“Okay,” I plead. “Okay, okay.”
Will I someday drown in my emotions? Will an undertow drag me right down under a crazy sea of sadness and happiness and rage? Maybe.
“That was rough,” Key whispers. “I —”
“Maybe you’re right. But that’s still a ways off.”
Silence.
“Makes you wonder, though, how it is I didn’t kill Dad.”
“So you do think I killed Dad.”
“No, Key. I’m not saying you killed him. I know you didn’t. I’m only wondering how I didn’t.”
“I don’t know,” Key admits. “You might have two nights ago.”
The night my father beat up Key. “You’re right. What he did —”
“But I needed you,” Key said. “And he needed you. Remember? So you let him go.”
“Yes.”
“You don’t always have to follow your emotions to some terrible place.”

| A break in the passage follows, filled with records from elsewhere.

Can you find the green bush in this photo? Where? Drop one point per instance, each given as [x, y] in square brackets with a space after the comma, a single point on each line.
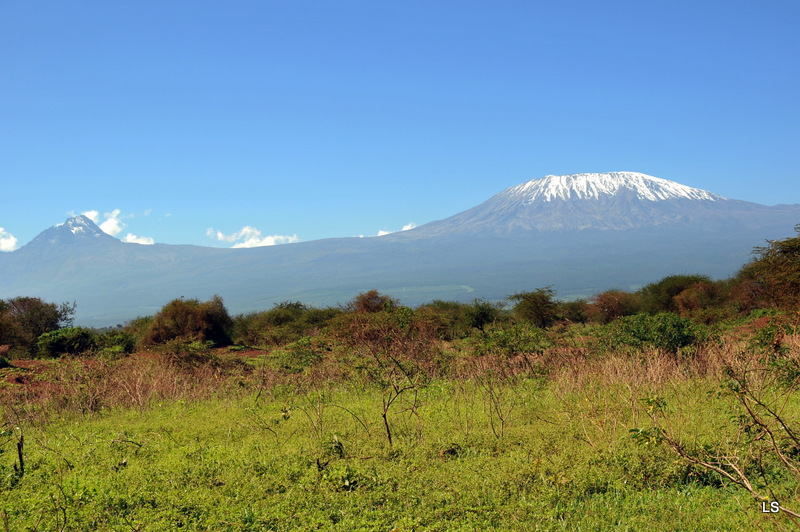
[69, 341]
[285, 323]
[190, 320]
[666, 331]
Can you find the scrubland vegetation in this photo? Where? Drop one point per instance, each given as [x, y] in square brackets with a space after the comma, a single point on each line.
[669, 408]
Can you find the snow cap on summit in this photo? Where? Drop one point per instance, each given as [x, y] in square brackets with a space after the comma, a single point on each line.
[587, 186]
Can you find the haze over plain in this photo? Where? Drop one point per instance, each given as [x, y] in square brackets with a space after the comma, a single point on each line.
[263, 122]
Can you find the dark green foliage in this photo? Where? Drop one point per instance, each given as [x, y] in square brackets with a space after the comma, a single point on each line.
[575, 311]
[285, 323]
[301, 354]
[612, 304]
[115, 343]
[775, 272]
[481, 313]
[371, 301]
[514, 340]
[24, 319]
[190, 320]
[538, 307]
[450, 319]
[666, 331]
[187, 354]
[69, 341]
[660, 296]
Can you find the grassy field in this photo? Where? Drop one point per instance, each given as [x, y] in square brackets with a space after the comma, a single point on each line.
[140, 443]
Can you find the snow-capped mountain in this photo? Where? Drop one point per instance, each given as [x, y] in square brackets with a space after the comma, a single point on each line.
[596, 186]
[606, 201]
[77, 229]
[580, 233]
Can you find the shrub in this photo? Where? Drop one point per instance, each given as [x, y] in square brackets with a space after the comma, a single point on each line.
[612, 304]
[538, 307]
[481, 313]
[450, 319]
[666, 331]
[285, 323]
[69, 341]
[190, 320]
[24, 319]
[115, 343]
[660, 296]
[371, 301]
[576, 311]
[775, 272]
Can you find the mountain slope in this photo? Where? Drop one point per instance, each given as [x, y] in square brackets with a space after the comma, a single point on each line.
[581, 234]
[610, 201]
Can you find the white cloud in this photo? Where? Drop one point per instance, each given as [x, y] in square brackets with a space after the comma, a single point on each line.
[92, 215]
[112, 224]
[250, 237]
[133, 239]
[8, 242]
[410, 225]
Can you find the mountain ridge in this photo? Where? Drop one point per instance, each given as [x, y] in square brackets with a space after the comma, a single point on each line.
[579, 245]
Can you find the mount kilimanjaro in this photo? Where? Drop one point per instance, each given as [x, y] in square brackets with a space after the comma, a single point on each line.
[580, 233]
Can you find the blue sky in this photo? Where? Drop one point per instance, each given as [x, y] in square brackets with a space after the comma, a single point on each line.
[183, 122]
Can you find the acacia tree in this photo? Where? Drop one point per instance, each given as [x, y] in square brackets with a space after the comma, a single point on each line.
[24, 319]
[776, 270]
[539, 307]
[189, 319]
[612, 304]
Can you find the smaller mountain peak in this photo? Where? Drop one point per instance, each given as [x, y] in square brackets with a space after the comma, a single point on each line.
[598, 185]
[74, 230]
[81, 225]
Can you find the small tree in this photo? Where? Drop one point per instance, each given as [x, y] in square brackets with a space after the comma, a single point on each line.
[24, 319]
[660, 296]
[481, 313]
[190, 320]
[776, 270]
[612, 304]
[371, 301]
[538, 307]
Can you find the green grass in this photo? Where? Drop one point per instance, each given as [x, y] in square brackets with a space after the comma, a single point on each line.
[294, 460]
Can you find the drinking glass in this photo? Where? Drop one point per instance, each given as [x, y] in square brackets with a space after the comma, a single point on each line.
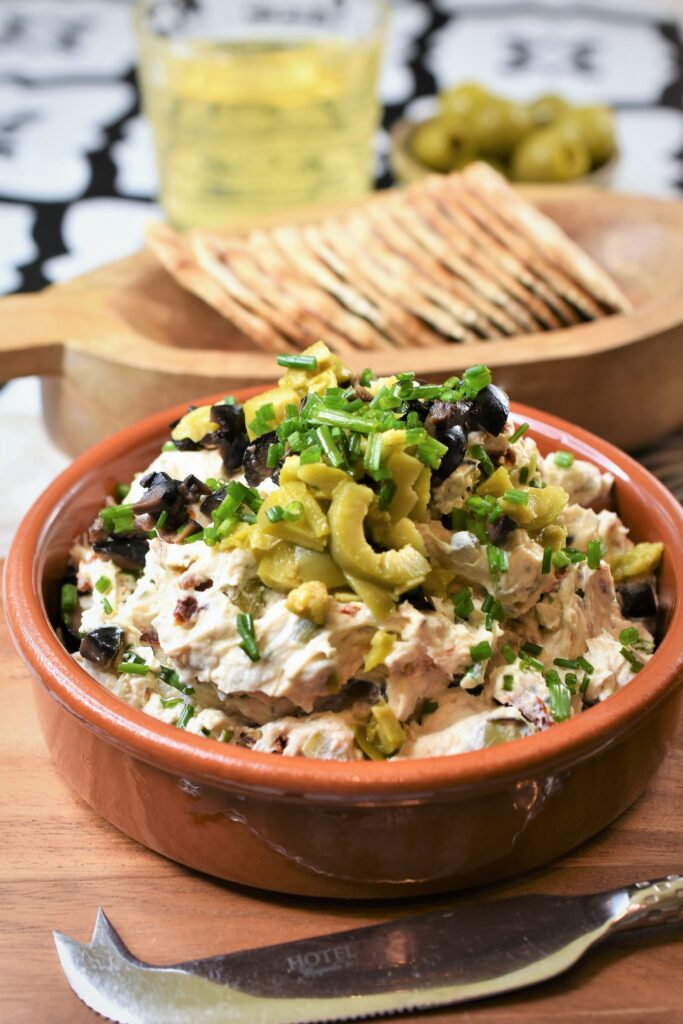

I see the trap. If I’m at the mercy of my emotions, then I’ll go wherever they lead me, and I don’t ever have to take real responsibility for being a monster. If I’m not at the mercy of my emotions, then I can exercise some control and one day become a reasonable, mature human being capable of having friends, a girlfriend who lasts, a job and a family — and I will have the responsibility of getting myself under control.
The fact is sometimes one instinct outweighs another. The night my father attacked my brother, my instinct to help Key finally outweighed my instinct to kill my father. I felt no more in control of myself that night than any other. My mind’s an ocean.
“Key,” I say, breaking the quiet, “we have to talk about what happened in the ravine. Just us. Before we talk to anyone else.”
“Before the police,” he says. “A delayed response.”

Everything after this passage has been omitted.